I repeated that. Three times. Each time, I ended up with extensive checksum errors. My disks are good. I tested them prior.
I did do a simple test on three 8GB file-based virtual devices forming part of a Btrfs volume. With far less data, I could trash Btrfs anyway I liked, of course within its design parameters, and the Btrfs volume came away fine.
But it just wouldn’t work with my real data set that’s some 1.2TB big. It is really disappointing. I cannot understand why others have not had any trouble with Btrfs. I would really have loved Btrfs to work out.
I’m now moving on to consider another option: GlusterFS. GlusterFS is designed to be a scale-out network-attached storage file system. A “problem” with Btrfs is that it doesn’t provide for resiliency across server and/or site. This means that a *touch wood* catastrophic incident such as a fire will completely take out the Btrfs volume. You’d still need a copy of the data somewhere else, in another server, preferably in another location.

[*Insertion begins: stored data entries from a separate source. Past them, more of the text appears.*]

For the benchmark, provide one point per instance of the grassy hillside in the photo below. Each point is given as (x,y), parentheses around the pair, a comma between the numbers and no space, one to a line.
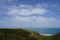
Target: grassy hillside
(21,34)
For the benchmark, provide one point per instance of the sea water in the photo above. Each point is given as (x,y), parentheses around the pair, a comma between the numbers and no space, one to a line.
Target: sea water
(46,31)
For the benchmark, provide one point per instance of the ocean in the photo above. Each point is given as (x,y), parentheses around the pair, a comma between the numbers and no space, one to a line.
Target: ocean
(46,31)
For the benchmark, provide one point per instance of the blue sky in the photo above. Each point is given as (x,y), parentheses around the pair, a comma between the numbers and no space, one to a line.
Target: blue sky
(29,13)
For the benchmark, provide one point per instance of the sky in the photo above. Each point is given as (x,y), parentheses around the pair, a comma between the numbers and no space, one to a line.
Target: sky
(29,13)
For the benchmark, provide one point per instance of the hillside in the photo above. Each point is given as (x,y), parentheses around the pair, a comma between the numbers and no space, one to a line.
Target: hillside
(21,34)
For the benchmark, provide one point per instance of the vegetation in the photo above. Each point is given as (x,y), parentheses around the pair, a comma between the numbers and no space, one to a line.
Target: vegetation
(21,34)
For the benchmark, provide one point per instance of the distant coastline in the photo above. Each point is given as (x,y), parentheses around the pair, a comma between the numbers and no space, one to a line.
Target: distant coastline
(47,34)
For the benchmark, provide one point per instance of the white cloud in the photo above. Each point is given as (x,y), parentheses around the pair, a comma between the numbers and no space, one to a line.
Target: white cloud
(29,21)
(27,10)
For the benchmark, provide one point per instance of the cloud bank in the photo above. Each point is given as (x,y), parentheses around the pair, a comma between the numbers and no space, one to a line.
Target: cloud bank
(28,16)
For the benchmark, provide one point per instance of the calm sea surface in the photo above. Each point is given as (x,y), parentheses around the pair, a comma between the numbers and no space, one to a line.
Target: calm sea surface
(46,30)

With GlusterFS to be effective in providing for redundancy, one would need to have multiple servers. I’m thinking about my Raspberry Pis being those multiple servers. They are slow. But the network connecting the far-away Raspberry Pis are likely to be slow anyway. It is, however, a little less straight-forward (not complicated, just not something all that trivial) to pool together multiple disks of the same server without complicating the GlusterFS assurance of filesystem resiliency. I’ll update when I’ve got the chance to properly explore GlusterFS.
Wouldn’t a raid1 requiere 2 or 4 disks. Or how did you do your raid config ?
That’s with typical RAID1 which works at disk level. In Btrfs (similar in others like ZFS), the redundancy is provided within the filesystem, not at disk level. So in order RAID1 configuration, Btrfs will ensure that each chuck of data is always written into two different hard disk. In a three disk system it means sometimes a data chunk is written to disk A and B, another time it could be B and C, and yet other times it could be A and C.